At the request of a friend rengo publish this material about Windows SharePoint Services. Thanks, flowers and candy - to the author :)
If you have Windows XP and do not want to reinstall on a Windows Server, then this instruction will help you.
System preparation
The first thing to start with is to install Windows Server 2003/2008 in a virtual machine. There are two typical options:
- Use Microsoft's approach, honest, free, but traffic-intensive.
- Use an approach dishonest, pirated, but trafic
Total: in an honest version, it turns out ~ 4.1 Gb, in a dishonest one - ~ 1Gb with approximately equal results (I did not notice the difference in the speed of Virtual Server and VMware). It is necessary to make a reservation that I personally had to download a total of 104 Mb in due time, because both VMware and the server I already had.
Further, I recommend to share on a virtual server a C drive completely for reading and writing, on the host machine, make a separate ball for target downloads (eg
d:\Downloads\SharePoint
) and another one for SharePoint-related projects (eg
c:\Prj\VisualStudio\SharePoint
), and connect them to the server as network drives, then it will be clear why.
Preparing Visual Studio
Microsoft has released extensions for Visual Studio, which include project templates, Item templates and other goodies, but, unfortunately, all this economy is put only on Windows Server 2003, happy users of Windows XP and Windows Vista fly by. And, IMHO, it is even good for neo-witts, because it allows you to immediately understand what is happening in the project for SharePoint.

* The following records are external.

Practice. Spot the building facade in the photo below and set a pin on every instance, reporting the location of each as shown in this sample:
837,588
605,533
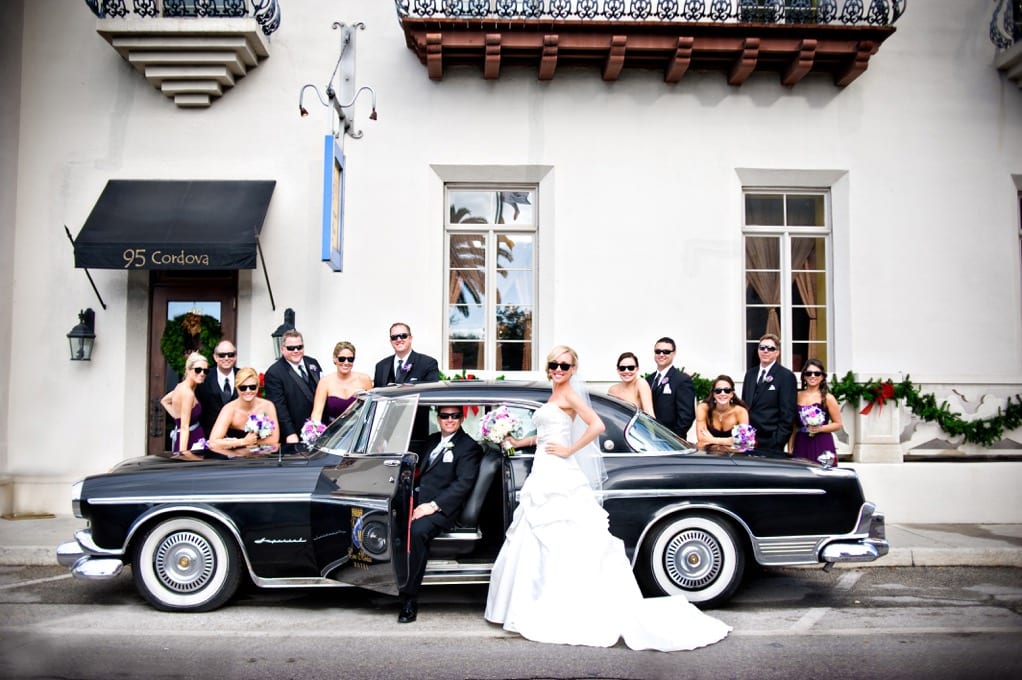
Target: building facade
515,176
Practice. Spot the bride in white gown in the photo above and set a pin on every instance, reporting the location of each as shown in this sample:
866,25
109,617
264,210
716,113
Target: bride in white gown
561,577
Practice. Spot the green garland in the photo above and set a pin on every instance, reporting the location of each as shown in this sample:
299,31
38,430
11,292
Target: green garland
186,333
984,432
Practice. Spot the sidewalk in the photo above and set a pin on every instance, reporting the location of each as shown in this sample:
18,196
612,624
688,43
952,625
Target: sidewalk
32,541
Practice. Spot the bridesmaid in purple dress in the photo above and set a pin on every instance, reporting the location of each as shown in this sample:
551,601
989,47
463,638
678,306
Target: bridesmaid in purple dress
185,409
819,415
335,392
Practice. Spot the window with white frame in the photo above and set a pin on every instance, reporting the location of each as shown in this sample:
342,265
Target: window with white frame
491,238
787,238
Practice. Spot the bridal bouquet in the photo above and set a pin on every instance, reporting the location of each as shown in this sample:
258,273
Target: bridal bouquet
500,423
311,431
744,436
811,415
262,424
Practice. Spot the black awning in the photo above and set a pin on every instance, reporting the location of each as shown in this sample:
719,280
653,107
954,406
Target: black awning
170,224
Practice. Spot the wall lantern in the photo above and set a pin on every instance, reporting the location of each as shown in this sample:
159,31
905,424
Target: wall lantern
278,334
341,99
82,336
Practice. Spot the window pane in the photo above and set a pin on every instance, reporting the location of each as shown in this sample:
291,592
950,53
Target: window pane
467,282
514,322
480,207
760,209
471,207
805,211
514,356
515,251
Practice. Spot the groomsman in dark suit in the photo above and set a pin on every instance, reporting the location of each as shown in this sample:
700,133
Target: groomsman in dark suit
449,464
674,395
290,384
218,388
771,393
405,365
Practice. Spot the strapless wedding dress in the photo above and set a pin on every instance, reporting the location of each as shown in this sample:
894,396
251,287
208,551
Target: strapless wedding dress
561,577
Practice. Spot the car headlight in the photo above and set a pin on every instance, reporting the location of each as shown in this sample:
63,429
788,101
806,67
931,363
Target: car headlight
76,499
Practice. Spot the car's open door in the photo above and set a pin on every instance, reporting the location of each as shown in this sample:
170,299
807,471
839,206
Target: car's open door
373,485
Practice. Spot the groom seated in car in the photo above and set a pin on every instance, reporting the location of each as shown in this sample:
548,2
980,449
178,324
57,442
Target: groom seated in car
449,463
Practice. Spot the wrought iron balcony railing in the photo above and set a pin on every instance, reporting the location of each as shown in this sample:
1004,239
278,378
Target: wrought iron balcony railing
848,12
266,12
791,38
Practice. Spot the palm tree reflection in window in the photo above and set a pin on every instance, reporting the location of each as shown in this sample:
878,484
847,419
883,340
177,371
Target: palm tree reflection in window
467,284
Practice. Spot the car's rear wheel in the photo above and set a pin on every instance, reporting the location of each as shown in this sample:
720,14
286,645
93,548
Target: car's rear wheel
696,555
186,564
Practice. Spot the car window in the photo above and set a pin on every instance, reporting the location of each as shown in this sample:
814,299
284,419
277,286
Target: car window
645,435
474,413
339,437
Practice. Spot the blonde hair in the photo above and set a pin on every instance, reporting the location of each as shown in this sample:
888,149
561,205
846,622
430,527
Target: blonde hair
245,373
193,359
558,351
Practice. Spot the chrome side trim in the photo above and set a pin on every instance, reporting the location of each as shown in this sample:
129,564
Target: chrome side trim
688,493
210,498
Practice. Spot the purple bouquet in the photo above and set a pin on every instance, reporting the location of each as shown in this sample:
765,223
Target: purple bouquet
262,424
500,423
810,415
744,436
311,431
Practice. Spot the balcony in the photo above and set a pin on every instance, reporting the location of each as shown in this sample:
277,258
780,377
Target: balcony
190,50
1006,34
790,38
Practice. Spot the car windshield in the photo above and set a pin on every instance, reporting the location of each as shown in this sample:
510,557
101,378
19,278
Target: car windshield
645,435
340,436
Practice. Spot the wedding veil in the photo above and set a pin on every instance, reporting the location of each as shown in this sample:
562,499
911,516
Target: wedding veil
590,458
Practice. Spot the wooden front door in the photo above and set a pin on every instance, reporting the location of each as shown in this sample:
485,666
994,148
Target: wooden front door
171,295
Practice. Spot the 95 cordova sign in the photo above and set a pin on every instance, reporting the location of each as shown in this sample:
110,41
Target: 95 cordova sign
141,258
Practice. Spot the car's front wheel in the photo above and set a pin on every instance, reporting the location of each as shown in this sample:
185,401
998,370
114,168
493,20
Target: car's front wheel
696,555
186,564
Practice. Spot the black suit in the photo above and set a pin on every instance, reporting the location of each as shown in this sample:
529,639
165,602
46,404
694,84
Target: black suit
448,481
772,406
676,407
292,396
211,396
421,368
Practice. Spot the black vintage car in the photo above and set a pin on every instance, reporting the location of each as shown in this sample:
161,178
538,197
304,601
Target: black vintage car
336,513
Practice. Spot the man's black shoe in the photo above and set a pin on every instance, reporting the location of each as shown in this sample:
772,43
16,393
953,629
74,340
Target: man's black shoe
409,612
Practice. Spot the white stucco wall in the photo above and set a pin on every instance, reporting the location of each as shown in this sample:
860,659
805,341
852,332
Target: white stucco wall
642,208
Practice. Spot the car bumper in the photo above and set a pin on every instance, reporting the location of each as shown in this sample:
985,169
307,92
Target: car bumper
87,560
873,546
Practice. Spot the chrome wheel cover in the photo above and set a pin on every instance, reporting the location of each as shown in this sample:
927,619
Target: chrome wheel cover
693,558
184,561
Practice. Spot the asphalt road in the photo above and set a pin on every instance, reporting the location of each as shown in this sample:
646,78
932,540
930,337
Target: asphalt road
869,623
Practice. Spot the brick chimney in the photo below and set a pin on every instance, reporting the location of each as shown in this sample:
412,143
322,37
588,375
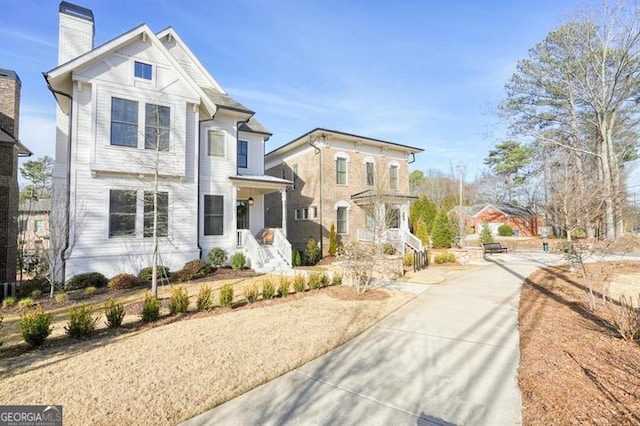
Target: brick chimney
76,32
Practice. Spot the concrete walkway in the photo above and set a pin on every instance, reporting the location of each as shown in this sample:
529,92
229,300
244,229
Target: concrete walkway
449,356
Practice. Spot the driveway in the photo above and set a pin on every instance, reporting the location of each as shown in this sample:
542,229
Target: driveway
450,356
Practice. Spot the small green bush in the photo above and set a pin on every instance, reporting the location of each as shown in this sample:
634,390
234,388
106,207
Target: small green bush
8,302
81,323
388,249
312,252
178,300
123,282
226,296
268,289
337,279
505,231
27,287
204,302
84,280
283,286
315,280
146,274
217,257
193,270
299,283
61,297
114,312
238,261
35,326
251,293
27,302
150,308
441,258
485,235
295,258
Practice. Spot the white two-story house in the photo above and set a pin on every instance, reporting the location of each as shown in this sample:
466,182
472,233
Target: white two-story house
141,123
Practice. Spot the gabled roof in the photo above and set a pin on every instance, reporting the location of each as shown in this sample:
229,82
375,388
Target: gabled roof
63,72
318,131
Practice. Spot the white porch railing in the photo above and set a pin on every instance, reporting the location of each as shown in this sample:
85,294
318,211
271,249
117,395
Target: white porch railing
281,244
248,244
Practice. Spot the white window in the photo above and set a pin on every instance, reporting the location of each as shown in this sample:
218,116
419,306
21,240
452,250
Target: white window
142,70
216,143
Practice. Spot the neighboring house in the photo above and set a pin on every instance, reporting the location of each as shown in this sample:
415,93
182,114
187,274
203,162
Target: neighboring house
138,116
358,184
33,230
522,220
10,150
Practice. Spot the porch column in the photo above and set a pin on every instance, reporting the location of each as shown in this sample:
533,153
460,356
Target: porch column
283,195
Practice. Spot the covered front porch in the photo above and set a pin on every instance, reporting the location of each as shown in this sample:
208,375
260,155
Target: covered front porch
249,222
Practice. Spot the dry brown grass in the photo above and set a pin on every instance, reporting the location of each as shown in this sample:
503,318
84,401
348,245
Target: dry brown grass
167,374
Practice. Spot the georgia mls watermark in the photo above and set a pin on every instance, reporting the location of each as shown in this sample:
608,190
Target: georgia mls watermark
30,415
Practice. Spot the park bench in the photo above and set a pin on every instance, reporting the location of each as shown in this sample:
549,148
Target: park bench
494,248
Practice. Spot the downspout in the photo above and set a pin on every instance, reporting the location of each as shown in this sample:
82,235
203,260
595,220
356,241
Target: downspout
68,200
198,181
319,153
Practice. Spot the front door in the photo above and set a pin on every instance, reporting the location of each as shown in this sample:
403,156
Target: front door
242,213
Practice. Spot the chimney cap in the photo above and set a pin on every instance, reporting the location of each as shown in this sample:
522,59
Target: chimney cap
77,11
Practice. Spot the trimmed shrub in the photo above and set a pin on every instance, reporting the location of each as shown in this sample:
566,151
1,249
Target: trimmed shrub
114,312
35,326
27,302
315,280
178,300
27,287
283,286
251,292
295,258
337,279
81,281
81,323
311,252
61,297
505,231
192,270
226,296
146,274
238,261
123,282
441,258
204,302
8,302
268,289
217,257
299,283
333,240
486,237
150,308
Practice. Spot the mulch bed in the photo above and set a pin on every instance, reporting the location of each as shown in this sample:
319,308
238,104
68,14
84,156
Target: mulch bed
574,367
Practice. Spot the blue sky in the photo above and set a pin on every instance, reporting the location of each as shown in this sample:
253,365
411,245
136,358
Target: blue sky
422,73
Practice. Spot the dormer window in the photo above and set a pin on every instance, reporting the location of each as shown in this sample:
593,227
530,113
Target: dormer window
143,70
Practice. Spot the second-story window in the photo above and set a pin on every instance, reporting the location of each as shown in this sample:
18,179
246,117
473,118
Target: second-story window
142,70
216,143
393,177
243,154
369,170
124,122
157,127
341,171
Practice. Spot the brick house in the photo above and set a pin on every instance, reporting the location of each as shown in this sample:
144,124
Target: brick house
10,150
522,220
353,182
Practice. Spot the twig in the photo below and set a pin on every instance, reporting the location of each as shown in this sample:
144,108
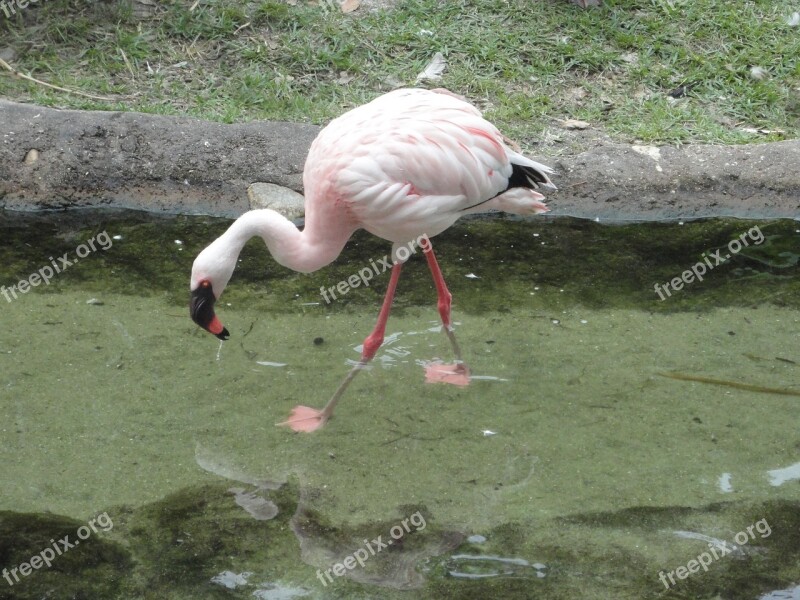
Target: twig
16,73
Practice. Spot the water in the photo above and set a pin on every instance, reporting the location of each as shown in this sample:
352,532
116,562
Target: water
579,467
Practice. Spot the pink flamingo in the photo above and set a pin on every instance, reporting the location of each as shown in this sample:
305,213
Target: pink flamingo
404,167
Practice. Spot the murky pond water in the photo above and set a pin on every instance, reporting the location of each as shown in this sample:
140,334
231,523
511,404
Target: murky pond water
611,444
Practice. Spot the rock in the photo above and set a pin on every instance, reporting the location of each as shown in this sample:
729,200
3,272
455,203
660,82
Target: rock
182,165
277,197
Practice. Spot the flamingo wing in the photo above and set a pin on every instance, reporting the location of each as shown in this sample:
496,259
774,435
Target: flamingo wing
413,161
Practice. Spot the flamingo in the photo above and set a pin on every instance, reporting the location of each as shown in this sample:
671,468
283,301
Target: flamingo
404,167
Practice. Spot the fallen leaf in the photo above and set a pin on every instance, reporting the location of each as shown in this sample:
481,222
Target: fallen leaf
434,70
575,124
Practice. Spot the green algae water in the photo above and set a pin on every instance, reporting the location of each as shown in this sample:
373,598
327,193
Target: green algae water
612,444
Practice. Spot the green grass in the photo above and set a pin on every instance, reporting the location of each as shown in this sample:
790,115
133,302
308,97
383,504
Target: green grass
527,63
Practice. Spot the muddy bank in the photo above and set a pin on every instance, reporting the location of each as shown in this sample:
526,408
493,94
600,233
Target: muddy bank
52,159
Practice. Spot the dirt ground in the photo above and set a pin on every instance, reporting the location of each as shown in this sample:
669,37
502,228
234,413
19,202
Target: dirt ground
55,159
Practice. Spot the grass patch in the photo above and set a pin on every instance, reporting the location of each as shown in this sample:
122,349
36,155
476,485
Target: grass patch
527,63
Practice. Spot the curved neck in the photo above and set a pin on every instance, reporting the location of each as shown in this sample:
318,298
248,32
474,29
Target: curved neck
304,251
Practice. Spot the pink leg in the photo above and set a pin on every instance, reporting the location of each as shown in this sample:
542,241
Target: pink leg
304,418
457,374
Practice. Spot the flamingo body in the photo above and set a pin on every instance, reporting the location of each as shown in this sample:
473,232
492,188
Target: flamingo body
410,163
404,166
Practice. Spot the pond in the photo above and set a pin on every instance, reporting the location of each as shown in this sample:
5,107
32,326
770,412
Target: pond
616,440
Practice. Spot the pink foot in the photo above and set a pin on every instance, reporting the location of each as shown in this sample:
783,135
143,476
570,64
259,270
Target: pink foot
441,373
306,419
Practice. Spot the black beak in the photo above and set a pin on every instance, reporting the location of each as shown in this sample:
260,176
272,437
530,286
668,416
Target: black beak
201,308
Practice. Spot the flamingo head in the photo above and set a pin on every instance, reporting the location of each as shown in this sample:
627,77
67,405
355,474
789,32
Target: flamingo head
210,275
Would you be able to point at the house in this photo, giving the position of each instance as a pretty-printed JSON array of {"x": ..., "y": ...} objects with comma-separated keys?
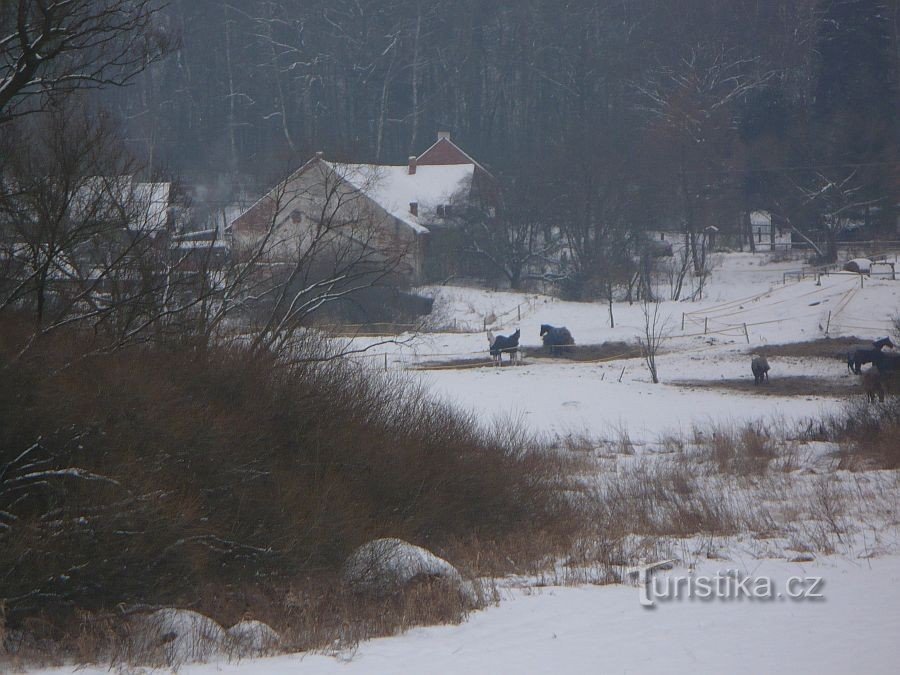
[
  {"x": 388, "y": 210},
  {"x": 768, "y": 232}
]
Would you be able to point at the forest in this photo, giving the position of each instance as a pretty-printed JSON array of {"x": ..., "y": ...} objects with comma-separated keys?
[{"x": 615, "y": 114}]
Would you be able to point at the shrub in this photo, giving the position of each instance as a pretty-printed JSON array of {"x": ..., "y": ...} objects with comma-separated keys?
[{"x": 169, "y": 476}]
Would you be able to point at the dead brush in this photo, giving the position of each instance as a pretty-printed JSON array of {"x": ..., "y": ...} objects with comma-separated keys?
[
  {"x": 867, "y": 435},
  {"x": 323, "y": 616},
  {"x": 743, "y": 450},
  {"x": 660, "y": 498}
]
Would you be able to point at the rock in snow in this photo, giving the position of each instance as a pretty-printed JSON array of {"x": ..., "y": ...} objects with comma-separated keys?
[
  {"x": 858, "y": 265},
  {"x": 178, "y": 636},
  {"x": 253, "y": 638},
  {"x": 385, "y": 566}
]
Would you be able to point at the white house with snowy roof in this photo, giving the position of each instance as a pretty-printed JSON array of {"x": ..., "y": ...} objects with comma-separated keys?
[{"x": 385, "y": 207}]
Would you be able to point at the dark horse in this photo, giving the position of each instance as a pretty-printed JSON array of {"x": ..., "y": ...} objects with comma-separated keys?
[
  {"x": 863, "y": 355},
  {"x": 505, "y": 343},
  {"x": 760, "y": 368},
  {"x": 556, "y": 338}
]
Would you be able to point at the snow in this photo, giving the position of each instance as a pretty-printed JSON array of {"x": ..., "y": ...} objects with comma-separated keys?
[
  {"x": 560, "y": 397},
  {"x": 253, "y": 637},
  {"x": 181, "y": 635},
  {"x": 384, "y": 566},
  {"x": 593, "y": 629},
  {"x": 860, "y": 265},
  {"x": 394, "y": 188},
  {"x": 539, "y": 628}
]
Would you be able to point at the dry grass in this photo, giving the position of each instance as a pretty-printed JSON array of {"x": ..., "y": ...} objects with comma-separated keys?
[{"x": 218, "y": 480}]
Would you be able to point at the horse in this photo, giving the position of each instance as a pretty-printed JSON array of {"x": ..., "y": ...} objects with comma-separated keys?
[
  {"x": 504, "y": 343},
  {"x": 858, "y": 357},
  {"x": 556, "y": 338},
  {"x": 760, "y": 368}
]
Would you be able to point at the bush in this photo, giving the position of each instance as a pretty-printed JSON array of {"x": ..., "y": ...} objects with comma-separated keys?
[{"x": 168, "y": 476}]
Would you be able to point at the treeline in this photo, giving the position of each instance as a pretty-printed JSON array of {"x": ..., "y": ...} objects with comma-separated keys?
[{"x": 681, "y": 111}]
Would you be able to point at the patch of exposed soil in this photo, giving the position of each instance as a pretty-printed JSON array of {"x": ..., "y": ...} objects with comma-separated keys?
[
  {"x": 825, "y": 348},
  {"x": 596, "y": 352},
  {"x": 791, "y": 385}
]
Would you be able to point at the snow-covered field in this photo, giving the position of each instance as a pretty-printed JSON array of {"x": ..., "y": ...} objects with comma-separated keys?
[
  {"x": 536, "y": 628},
  {"x": 563, "y": 397}
]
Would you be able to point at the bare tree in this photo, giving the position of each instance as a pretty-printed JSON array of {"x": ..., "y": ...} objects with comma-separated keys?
[
  {"x": 655, "y": 331},
  {"x": 72, "y": 223},
  {"x": 57, "y": 46},
  {"x": 836, "y": 195},
  {"x": 691, "y": 103}
]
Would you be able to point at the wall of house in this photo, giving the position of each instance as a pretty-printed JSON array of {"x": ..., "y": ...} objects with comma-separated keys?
[{"x": 293, "y": 214}]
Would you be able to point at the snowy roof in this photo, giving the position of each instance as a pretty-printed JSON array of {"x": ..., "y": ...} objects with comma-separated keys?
[
  {"x": 154, "y": 197},
  {"x": 760, "y": 218},
  {"x": 394, "y": 188}
]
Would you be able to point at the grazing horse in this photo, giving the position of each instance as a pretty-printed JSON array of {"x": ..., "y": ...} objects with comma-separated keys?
[
  {"x": 858, "y": 357},
  {"x": 504, "y": 343},
  {"x": 760, "y": 367},
  {"x": 556, "y": 338}
]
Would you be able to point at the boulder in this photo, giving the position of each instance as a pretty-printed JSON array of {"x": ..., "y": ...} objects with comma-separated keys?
[
  {"x": 253, "y": 638},
  {"x": 385, "y": 566},
  {"x": 177, "y": 636},
  {"x": 858, "y": 265}
]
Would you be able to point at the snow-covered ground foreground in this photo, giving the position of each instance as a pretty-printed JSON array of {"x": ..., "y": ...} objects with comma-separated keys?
[
  {"x": 827, "y": 523},
  {"x": 852, "y": 628},
  {"x": 561, "y": 397}
]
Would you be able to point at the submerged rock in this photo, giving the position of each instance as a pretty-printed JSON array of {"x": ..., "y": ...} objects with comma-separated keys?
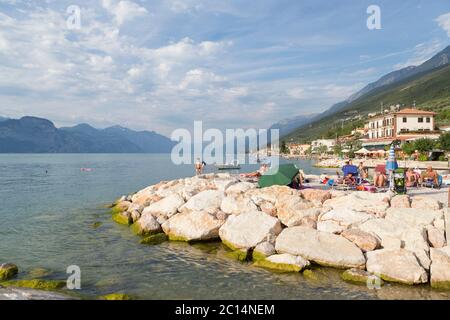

The only real inconvenience is the lack of Sharpoyntovsky web controls in the toolbox, with which we will now successfully deal with the following steps:
- You need to find the following files on the server and copy them into one tempo folder. It is necessary to search from the host machine - on the server, on the zashareny disk C.
- Find a search on the system disk on your host machine, the file gacutil.exe, copy the folder to the libraries.
- Run the command line in the folder where the files were copied, after making sure that there are no longer any dll files other than these.
- On the command line, run the command “
for %l in (*.dll) do gacutil -i %l
”, which obviously puts all the libraries in the current folder in the GAC. I recommend to run the command 2 times, so that exactly everything got where it should be. - In Visual Studio, right-click on the toolbox, Choose Items -> Browse -> select Microsoft.SharePoint.dll. I do not advise leaving all the controls at once, for everything is not needed, but it will be much more to add, I never waited until the end. In order to avoid such annoying inconvenience, it is necessary immediately after the new controls are added to the list and remain selected, remove any checkbox in the selection, all jackdaws are removed at once. After that, you need to remove the selection by clicking on another control in the list, and only then select the necessary items with a tick.
At this stage, we are almost completely ready to work on any project. The final touch will be the installation of Microsoft SharePoint Designer 2007 - a convenient (and, afaik, the only) tool for easily creating themes for site pages (aka site pages. Not to be confused with application pages that are created in Visual Studio). You can download it you know where.
Whereupon, our first meeting has come to an end. Good luck in the development;)
In the following releases:
- SharePoint from the user's point of view: who needs it?
- SharePoint for dummies: what to read, how to learn?
- SharePoint for dummies: write the first feature.